Noreast Whips Plaiting In addition to paracord, various other synthetic materials have been & are currently utilized for whipmaking, such as dacron (polyester) & kevlar, to name a couple. I’ve even seen whips constructed from duct tape. In all honesty, if you’re interested in learning to plait whips, even if it’s just one for yourself, don’t waste your time & money making a whip from duct tape. For just a little more money, you can buy paracord & build a real, working whip. The majority of whips I build are nylon paracord, close to 1000 whips in total. Polyester whips are still growing in popularity, & for good reason. The narrower cut strands provide whips with a higher plait count, resulting in smoother rollout & increased performance. Kevlar is the next material that I’ll venture into, hoping to settle on a design suitable for a quality firewhip.

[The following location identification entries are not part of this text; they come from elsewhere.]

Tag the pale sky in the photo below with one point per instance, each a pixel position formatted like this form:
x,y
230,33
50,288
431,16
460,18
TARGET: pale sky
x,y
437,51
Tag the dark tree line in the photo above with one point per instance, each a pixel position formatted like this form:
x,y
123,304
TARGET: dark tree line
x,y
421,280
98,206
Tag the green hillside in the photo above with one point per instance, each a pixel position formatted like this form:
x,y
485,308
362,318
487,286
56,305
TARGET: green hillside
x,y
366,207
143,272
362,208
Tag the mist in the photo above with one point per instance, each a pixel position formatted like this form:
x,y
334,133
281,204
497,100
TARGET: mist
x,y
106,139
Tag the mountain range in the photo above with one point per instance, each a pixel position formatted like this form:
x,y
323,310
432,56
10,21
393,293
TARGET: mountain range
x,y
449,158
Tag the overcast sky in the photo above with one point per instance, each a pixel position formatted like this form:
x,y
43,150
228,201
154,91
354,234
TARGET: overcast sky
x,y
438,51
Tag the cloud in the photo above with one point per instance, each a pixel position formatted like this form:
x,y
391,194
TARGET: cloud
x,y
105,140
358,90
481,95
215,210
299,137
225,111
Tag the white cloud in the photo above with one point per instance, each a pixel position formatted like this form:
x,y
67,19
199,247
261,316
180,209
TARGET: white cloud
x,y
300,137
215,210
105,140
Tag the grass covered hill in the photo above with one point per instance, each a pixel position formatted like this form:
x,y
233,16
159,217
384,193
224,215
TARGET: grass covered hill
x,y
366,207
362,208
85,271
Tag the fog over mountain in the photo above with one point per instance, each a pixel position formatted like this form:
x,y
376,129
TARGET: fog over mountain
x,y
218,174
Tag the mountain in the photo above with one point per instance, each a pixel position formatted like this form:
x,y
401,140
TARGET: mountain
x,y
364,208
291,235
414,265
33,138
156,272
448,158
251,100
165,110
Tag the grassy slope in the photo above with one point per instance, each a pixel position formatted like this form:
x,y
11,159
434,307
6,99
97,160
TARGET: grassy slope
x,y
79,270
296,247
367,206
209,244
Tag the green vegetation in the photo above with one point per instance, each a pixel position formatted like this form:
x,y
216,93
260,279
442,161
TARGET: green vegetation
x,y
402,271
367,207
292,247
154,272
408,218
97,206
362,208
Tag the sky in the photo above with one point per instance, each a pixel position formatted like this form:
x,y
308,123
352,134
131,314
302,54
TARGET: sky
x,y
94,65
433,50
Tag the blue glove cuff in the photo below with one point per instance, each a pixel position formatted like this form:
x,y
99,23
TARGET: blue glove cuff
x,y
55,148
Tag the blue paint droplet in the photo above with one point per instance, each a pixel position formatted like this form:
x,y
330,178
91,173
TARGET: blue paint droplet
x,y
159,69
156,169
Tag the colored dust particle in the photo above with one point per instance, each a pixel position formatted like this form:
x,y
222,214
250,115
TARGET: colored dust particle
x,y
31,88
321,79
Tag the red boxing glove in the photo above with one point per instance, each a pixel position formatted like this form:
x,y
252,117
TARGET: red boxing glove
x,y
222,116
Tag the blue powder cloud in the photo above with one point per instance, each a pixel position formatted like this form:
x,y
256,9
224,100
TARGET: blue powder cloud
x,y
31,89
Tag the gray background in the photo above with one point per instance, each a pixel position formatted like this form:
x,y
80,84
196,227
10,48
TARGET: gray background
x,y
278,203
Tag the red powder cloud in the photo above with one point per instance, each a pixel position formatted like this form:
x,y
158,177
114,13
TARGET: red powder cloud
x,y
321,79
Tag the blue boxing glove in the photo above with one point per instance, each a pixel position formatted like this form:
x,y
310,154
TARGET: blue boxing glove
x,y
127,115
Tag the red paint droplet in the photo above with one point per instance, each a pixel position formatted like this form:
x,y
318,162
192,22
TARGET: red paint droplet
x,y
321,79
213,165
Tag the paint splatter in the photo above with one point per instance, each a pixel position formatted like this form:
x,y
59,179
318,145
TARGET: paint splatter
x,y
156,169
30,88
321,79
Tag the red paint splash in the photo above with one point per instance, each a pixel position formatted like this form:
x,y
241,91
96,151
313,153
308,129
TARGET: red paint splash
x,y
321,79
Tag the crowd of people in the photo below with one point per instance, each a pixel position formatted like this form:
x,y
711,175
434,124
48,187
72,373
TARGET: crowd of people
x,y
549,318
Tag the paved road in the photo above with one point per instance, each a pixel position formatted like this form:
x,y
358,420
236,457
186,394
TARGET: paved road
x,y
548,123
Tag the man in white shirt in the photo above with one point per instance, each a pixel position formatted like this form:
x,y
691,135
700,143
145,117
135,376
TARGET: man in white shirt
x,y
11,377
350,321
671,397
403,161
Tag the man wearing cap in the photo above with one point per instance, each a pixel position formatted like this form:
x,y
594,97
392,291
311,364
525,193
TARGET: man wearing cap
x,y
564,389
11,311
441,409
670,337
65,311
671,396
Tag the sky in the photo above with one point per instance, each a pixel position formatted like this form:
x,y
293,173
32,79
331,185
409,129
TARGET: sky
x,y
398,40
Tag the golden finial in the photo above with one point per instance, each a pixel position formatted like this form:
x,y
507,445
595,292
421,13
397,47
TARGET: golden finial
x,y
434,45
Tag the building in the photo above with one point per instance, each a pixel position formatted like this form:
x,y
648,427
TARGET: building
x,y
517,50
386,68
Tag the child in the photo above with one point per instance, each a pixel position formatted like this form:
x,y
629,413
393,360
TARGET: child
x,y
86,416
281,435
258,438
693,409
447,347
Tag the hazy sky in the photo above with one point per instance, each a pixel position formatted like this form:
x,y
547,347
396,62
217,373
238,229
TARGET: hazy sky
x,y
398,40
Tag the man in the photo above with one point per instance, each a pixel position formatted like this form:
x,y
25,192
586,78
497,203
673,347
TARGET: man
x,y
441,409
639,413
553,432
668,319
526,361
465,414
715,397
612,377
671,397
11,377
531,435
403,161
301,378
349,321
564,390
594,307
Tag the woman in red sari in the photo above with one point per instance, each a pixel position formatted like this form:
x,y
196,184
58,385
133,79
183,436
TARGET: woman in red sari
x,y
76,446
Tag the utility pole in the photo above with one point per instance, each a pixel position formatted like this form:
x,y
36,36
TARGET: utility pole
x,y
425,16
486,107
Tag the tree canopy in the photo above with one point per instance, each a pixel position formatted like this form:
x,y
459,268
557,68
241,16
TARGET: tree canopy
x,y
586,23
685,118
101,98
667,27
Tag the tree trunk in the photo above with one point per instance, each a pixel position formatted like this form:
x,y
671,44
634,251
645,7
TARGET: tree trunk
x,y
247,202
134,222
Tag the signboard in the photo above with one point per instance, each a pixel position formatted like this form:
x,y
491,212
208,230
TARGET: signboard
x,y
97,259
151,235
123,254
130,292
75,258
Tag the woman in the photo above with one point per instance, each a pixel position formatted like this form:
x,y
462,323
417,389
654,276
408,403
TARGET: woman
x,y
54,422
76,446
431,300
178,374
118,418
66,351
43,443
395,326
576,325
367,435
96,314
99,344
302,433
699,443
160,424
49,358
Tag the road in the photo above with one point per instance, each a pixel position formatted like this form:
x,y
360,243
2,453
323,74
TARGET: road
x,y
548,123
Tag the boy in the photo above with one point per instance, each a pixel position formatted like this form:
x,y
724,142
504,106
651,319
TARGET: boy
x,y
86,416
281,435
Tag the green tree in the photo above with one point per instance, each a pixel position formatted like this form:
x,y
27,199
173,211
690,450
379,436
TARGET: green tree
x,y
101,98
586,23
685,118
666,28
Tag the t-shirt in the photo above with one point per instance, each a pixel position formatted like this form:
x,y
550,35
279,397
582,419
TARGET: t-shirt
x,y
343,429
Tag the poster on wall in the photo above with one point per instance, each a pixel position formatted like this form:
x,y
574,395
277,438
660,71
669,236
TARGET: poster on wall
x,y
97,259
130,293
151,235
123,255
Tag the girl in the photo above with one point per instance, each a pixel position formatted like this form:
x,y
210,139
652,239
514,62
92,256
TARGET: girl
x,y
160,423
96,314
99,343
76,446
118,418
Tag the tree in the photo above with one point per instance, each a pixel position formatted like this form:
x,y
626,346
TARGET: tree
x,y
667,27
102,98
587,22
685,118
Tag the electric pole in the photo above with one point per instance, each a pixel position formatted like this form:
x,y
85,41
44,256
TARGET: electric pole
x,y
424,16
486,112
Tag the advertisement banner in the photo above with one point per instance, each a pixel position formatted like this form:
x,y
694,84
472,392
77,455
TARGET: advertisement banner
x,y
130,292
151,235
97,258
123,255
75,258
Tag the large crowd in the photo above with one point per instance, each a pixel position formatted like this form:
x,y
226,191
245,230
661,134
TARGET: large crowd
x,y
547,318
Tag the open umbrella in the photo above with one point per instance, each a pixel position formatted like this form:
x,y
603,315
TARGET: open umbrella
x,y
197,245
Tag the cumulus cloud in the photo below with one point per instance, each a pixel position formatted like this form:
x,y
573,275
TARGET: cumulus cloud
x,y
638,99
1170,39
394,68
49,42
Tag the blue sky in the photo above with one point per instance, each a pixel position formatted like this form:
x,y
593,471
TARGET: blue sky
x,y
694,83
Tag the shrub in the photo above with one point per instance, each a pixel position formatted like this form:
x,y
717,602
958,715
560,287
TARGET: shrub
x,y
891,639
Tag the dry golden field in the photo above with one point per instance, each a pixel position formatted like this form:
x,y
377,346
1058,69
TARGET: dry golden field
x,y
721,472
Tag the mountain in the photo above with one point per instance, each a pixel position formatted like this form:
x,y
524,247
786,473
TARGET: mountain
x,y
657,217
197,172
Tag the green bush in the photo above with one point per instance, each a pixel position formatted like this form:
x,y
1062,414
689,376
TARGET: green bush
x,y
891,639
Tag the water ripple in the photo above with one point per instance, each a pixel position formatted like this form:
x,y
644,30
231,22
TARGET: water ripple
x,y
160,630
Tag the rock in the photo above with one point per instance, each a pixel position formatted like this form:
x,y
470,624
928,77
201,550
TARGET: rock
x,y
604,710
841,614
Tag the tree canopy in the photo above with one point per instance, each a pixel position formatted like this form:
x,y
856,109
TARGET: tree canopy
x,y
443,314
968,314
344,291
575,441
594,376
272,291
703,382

Some whipmakers are ever searching for newer synthetic materials to further push the envelope. Recently, I was sent some samples of a polyester material that was in a ribbon like form. After doing a few simple tests, my conclusion was that it was unfit as a material for whipmaking. The tests I performed were a simple stretch test, a water immersion test & a breakage test. The stretch test simply deformed the ribbon material, reducing its width by almost fifty percent. After several minutes, it was clear that the material would not return to its original shape. Strike one. Immersing this material in water quickly soaked it, which added weight & gave it a sloppy feel. That was strike two. The final test was the ultimate for me, as I wrapped one end of the ribbon around the jaws of my bench vise, the other around one of my hands & pulled as hard as possible. The ribbon snapped in my hands. I’ve broken cowhide, buffalo hide & kangaroo hide, but never paracord! Strike three for the weak, misshapen polyester ribbon. Another observance made on this poly ribbon was the thickness of the material. It was very thin, & in my opinion, would not put up with the abuse given it by most whipcrackers. Nylon is pretty durable, yet does wear, as proven by some repairs I’ve made over the years.

So, what’s the best synthetic material to use for whipmaking? To this point, my vote is still for nylon paracord. Dacron has many benefits & is showing itself to be an extremely sought after material in whipmaking, but it hasn’t been used as much as nylon. So I think more time is needed in judging its durability. If you’re a budding whipmaker, the best & easiest material to work with for whipmaking & honing your plaiting skills, is nylon paracord. Leave the duct tape for its other 1000 or so uses. Below I’ve listed a couple of sources for 550 paracord, which is mostly what I use in Noreast Whips whip construction.  

Supply Captain

Camping Survival

Thanks for reading,

Steve,

Noreast Whips.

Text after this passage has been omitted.